On pourra objecter que le niveau du salaire minimum doit s’apprécier au regard de la distribution des revenus du travail dans chaque pays. Mais, même à la lumière de cet indicateur, l’hétérogénéité demeure : en 2017, le salaire minimum représente entre 37 % et 39 % du revenu moyen en Tchéquie, Slovaquie, Espagne…, et entre 49 % et 54 % au Luxembourg et en Slovénie. En outre, la diversité des règles d’indexation fait qu’il est très inégalement dynamique selon les pays, et la diversité des taux de prélèvement sur salaire influe également sur l’hétérogénéité du salaire minimum net.

Quels seraient les avantages d’un salaire minimum européen exprimé, par exemple, en pourcentage du salaire médian de chaque pays ? Tout d’abord, soutenir le niveau de vie des travailleurs aux revenus les plus faibles : fixé à un niveau approprié (cette condition a toute son importance), le salaire minimum permet d’augmenter ce niveau de vie, sans pour autant avoir des effets négatifs sur l’emploi. Ensuite, le fonctionnement de l’économie européenne s’en trouverait amélioré : la fixation d’un salaire minimum permettrait en effet d’atténuer les stratégies de dumping social et de concurrence excessive sur les salaires.
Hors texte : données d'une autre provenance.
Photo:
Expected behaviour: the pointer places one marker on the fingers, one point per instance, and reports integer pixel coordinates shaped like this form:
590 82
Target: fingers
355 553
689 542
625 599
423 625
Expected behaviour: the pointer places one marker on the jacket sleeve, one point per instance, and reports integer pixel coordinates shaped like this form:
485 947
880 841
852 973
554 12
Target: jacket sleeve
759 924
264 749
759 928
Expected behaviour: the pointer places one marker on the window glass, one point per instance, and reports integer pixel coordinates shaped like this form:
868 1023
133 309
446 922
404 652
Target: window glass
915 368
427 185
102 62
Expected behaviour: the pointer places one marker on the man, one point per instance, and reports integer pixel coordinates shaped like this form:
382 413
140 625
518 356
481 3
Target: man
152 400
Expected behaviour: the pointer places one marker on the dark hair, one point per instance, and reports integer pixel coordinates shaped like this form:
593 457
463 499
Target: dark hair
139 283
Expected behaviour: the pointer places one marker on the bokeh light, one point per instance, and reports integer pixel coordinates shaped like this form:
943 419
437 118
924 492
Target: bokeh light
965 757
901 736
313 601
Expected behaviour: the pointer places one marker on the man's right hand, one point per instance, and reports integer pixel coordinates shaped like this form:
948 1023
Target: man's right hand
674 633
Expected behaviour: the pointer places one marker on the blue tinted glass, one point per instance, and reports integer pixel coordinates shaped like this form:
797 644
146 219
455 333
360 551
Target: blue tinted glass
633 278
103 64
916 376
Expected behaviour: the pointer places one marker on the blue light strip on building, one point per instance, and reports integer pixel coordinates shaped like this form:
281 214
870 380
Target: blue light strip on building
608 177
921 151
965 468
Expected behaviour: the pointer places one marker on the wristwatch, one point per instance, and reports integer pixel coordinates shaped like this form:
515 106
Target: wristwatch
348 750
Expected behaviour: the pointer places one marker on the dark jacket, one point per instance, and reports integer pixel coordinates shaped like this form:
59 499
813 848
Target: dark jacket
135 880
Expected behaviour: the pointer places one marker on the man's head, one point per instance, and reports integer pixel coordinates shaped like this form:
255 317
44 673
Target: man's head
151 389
Les pays qui ont actuellement les salaires minima les plus élevés (dans l’ordre, le Luxembourg, l’Allemagne, la Belgique, les Pays-Bas, la France…) pourraient très bien les maintenir au niveau actuel, mais auraient le bénéfice d’une moindre concurrence de leurs voisins ayant les salaires minima les plus bas. En revanche, ces derniers seraient conduits à augmenter progressivement leur salaire minimum, mais auraient le bénéfice d’un surcroît de pouvoir d’achat chez les travailleurs les plus modestes, qui sont aussi ceux qui ont la plus grande propension marginale à consommer.

Fixer le salaire minimum européen entre 50 % et 60 % du salaire médian dans chaque pays.

Pour donner corps à cette perspective, la proposition retenue en 2016 par le rapport Cordery pourrait fournir une première base de discussion. Celui-ci proposait de fixer le salaire minimum européen entre 50 % et 60 % du salaire médian dans chaque pays, chacun pouvant ensuite, bien sûr, fixer un niveau supérieur, comme c’est le cas aujourd’hui pour plusieurs d’entre eux. Il faut noter que, au moment où le rapport Cordery était publié, la plupart des salaires minima se situaient dans les parages ou au-dessus de 50 % du salaire médian local.

Naturellement, dans l’état actuel du droit de l’Union, c’est-à-dire à traités constants, il serait impossible d’établir une telle norme commune. Et il est douteux qu’un nouveau traité vienne ouvrir une telle possibilité avant longtemps. Mais on pourrait très bien imaginer que les Etats membres en prennent l’engagement réciproque dans un premier temps.